The second picture is as referenced in the first post - at the top is a 'typical' extractor - where the flange obstructs the port exit ever so slightly. The second is 'port matched' which is good, but the bottom one is opened a touch further to create an anti-reversion step (if the exhaust tried to go back in the port, it'd hit that step/edge and less would get in there). The green on that final picture is to show that in some cases, you might have to add weld (mig is good if you have access, I've actually done it by oxy a couple of times, because that is what I had) on the outside meeting point of flange and primary pipe.




Last thing I'll show - is photos of some extractors a mate got for a hemi 6. The port 'holes' in the flanges weren't cut straight - so when it looked 'lined up' on the outside, it wasn't on the ports. In the worst case, it blocked more than 1/4 of the port on the worst one. That had to be welded up to buggery to get it to line up - I had to actually add steel to the flange because I had to grind out past the end of the flange to line them up!! On which note, they were coated (they weren't manufactured by) jet-hot - a great coating. but since they had to be modified, that coating had to go for the welding to be done. I'd _strongly_ suggest sourcing extractors as is, then ensuring they fit optimally (or making them do so) and then and only then get them coated if you wish to.

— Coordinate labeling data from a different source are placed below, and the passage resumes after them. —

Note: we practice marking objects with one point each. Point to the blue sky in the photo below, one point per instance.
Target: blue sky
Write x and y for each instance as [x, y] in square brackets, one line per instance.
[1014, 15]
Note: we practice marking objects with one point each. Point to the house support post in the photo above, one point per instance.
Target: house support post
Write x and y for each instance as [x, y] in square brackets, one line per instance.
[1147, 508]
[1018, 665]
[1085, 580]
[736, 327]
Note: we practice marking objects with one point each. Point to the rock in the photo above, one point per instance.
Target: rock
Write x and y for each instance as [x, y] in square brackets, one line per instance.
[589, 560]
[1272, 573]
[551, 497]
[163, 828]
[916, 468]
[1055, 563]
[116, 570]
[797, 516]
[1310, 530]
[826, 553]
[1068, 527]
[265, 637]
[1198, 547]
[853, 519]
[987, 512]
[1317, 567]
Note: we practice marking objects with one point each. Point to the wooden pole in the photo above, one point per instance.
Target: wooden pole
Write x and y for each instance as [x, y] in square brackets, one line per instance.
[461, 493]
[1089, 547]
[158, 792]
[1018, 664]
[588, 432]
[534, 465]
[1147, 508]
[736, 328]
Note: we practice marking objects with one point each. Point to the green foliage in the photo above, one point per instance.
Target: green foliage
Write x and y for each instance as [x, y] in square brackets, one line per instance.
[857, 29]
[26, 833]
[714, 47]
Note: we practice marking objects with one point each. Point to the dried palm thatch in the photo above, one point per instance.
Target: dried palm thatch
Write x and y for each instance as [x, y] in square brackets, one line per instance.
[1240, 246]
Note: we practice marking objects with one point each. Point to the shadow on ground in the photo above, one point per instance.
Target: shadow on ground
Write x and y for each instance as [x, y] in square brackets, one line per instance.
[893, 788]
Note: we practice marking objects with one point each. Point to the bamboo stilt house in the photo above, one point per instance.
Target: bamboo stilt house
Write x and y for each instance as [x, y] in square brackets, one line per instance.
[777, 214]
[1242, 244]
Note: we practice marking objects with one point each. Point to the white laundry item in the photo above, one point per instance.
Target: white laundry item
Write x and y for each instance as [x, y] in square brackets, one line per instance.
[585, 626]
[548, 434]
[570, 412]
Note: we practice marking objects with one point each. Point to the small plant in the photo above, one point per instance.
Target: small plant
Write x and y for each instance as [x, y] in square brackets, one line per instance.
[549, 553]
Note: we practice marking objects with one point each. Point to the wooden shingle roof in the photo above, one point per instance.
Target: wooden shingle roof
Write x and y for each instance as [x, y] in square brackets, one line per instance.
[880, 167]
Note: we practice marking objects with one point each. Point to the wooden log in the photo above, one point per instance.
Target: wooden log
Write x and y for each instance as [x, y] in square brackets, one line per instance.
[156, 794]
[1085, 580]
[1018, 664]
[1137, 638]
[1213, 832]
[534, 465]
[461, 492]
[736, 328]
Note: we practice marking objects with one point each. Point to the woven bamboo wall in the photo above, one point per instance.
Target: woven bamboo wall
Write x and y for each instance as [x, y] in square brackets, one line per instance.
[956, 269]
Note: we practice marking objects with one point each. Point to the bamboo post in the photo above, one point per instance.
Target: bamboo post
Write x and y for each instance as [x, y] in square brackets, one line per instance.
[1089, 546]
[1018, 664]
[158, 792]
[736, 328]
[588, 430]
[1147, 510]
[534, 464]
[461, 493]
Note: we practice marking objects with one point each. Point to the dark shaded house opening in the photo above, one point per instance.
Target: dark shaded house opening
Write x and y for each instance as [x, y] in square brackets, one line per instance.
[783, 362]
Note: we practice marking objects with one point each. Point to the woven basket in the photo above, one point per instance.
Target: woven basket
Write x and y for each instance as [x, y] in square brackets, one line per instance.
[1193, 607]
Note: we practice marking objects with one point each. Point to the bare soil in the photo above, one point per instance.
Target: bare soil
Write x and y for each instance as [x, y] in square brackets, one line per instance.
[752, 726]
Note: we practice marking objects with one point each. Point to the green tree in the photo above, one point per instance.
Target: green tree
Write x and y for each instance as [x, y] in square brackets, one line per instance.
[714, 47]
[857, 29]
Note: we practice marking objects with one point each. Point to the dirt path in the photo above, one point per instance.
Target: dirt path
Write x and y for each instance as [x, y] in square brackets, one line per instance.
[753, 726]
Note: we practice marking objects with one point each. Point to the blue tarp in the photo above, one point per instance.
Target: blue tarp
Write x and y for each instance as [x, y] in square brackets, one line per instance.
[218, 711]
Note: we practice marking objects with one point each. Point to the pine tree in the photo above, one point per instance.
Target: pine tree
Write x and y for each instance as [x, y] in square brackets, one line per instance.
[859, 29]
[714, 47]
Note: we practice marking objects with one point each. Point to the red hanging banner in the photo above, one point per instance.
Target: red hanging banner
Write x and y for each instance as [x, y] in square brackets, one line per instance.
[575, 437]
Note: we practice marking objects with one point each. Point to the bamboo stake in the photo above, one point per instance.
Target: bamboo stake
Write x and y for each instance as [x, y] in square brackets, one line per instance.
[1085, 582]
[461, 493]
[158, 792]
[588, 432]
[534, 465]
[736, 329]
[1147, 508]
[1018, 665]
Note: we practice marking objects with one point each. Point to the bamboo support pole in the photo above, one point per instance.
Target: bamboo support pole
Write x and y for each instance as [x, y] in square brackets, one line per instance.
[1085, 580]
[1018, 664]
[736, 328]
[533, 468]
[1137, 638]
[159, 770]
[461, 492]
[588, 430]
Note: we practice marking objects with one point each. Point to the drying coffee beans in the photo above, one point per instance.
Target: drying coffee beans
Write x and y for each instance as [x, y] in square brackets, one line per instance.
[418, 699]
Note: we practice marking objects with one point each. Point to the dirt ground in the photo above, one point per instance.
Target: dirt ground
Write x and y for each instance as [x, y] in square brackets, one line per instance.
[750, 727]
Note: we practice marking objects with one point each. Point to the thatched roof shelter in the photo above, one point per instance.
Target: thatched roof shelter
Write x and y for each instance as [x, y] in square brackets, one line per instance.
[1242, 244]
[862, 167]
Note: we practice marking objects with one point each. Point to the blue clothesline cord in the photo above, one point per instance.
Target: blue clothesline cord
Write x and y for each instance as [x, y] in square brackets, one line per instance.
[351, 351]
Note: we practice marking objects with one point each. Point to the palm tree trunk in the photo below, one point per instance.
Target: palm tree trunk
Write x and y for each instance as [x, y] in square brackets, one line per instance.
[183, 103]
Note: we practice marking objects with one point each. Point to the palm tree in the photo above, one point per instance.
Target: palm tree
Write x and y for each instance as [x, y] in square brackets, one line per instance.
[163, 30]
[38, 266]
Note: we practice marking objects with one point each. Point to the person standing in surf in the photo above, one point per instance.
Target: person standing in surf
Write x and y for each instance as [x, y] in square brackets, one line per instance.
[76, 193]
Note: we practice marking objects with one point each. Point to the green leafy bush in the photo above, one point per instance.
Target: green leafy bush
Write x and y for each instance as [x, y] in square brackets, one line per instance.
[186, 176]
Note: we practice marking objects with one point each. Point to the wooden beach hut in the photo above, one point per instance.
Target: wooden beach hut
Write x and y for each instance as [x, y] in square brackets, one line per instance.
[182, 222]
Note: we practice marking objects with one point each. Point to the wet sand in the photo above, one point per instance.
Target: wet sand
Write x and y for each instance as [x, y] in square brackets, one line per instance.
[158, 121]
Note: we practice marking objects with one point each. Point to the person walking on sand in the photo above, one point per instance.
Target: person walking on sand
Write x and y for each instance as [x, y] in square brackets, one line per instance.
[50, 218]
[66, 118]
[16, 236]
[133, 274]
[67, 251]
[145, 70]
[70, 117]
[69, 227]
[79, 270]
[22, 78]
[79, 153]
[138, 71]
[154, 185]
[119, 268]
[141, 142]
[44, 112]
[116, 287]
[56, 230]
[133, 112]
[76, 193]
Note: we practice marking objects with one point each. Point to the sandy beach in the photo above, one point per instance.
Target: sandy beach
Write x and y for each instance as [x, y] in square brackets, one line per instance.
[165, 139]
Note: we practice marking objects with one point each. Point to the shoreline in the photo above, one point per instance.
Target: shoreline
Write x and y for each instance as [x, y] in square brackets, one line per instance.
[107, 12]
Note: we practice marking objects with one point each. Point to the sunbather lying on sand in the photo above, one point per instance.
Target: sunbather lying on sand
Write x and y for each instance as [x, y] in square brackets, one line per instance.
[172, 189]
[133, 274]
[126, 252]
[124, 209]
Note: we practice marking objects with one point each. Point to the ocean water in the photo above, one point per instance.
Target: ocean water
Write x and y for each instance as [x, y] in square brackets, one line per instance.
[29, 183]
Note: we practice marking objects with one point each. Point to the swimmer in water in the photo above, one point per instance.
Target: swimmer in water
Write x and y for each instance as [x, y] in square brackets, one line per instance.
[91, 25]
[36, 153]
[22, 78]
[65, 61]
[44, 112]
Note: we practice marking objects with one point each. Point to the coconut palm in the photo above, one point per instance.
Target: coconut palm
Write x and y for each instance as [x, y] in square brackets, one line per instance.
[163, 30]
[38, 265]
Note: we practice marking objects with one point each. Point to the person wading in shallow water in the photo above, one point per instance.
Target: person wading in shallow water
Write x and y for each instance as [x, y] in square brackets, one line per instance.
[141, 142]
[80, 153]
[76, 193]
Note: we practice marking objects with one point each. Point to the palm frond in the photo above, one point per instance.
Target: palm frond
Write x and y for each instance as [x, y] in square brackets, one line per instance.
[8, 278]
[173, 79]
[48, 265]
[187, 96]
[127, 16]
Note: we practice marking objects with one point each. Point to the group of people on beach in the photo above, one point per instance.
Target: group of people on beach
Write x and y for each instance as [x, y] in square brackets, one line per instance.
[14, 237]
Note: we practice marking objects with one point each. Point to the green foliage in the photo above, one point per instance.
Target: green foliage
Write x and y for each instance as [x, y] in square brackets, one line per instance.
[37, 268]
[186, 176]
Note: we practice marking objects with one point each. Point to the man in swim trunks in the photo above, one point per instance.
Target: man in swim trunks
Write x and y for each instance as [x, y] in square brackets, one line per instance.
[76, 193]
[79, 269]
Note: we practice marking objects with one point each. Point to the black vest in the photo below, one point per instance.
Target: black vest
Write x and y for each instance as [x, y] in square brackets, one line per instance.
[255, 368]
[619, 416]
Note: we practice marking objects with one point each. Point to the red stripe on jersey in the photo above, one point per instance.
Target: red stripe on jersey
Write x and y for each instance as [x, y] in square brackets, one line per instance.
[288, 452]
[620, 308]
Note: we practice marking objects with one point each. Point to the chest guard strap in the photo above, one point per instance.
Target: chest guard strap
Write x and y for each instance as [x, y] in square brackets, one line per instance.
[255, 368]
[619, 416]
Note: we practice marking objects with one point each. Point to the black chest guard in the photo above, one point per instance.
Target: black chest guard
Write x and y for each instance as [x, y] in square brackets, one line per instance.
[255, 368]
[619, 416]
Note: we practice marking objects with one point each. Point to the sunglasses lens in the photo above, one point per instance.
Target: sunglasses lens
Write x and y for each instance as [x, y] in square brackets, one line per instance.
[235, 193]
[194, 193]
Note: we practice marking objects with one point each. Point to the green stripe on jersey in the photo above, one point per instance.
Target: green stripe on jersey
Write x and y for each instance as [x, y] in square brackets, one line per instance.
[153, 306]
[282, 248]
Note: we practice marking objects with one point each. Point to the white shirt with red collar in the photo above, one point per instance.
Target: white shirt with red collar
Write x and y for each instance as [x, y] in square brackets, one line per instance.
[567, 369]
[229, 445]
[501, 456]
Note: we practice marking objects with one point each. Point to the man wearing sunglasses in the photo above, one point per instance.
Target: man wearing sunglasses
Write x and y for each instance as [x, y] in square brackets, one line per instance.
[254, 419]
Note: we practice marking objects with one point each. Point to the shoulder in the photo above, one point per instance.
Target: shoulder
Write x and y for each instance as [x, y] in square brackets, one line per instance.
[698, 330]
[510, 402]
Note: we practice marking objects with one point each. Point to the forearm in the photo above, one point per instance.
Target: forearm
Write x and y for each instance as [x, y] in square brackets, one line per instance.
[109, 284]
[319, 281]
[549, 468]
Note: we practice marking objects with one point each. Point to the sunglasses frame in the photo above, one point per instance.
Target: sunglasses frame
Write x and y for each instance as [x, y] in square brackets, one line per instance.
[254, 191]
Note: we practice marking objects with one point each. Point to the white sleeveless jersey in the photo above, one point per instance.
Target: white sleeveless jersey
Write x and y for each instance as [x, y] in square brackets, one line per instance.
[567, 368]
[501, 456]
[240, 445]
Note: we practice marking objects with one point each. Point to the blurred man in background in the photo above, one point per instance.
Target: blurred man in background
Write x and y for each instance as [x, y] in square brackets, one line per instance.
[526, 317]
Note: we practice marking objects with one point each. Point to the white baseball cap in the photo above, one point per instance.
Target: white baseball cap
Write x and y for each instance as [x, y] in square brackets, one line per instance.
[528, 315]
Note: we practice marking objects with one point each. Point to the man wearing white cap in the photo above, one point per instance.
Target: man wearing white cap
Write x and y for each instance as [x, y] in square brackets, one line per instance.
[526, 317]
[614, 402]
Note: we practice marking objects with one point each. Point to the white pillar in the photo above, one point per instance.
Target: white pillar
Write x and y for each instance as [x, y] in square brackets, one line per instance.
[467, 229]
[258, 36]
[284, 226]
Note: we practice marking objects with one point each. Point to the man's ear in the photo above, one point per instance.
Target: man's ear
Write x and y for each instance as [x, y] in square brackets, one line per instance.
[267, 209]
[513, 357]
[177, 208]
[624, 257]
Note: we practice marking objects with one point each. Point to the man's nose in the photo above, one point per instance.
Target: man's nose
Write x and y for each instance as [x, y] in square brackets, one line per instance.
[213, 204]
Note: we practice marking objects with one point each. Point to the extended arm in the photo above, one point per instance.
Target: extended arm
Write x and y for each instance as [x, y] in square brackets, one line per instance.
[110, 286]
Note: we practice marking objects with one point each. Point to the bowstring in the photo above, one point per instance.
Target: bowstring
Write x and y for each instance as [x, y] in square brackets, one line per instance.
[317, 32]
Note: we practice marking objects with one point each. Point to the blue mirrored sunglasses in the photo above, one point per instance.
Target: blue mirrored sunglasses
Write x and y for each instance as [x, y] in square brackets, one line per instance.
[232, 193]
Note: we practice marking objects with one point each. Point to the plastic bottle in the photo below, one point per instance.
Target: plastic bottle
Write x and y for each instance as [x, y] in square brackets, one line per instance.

The extractors were fitted originally at an exhaust place, and when it started to leak, we took them off to look, and you can see by the carbon deposits how far off they were. In the last pics, you can see that the entire left wall of the flange is actually new material. Given the amount I had to add to them, I thought for sure they wouldn't last, but they ended up on the car for a fair amount of time (approx 12 months) and didn't crack (he ended up upgrading to new pipes with larger primaries anyway)


The only other thing that comes to mind - Although I discussed the rpm sweet spot of headers vs their primary pipe diameter, it should be noted that pretty much _any_ extractors (the aforementioned issues notwithstanding) will provide a power boost - simply because they (combined with a freer flowing exhaust from there back) reduce exhaust backpressure vs the factory cast iron style stock (the GX ones, that I've only seen pics of, are likely a different story) and less heat under the carb - all of which boost power. What it's about however, is getting hold of all the potential gains - the drop in backpressure/heat _as well as_ the gains from optimal pipe sizing.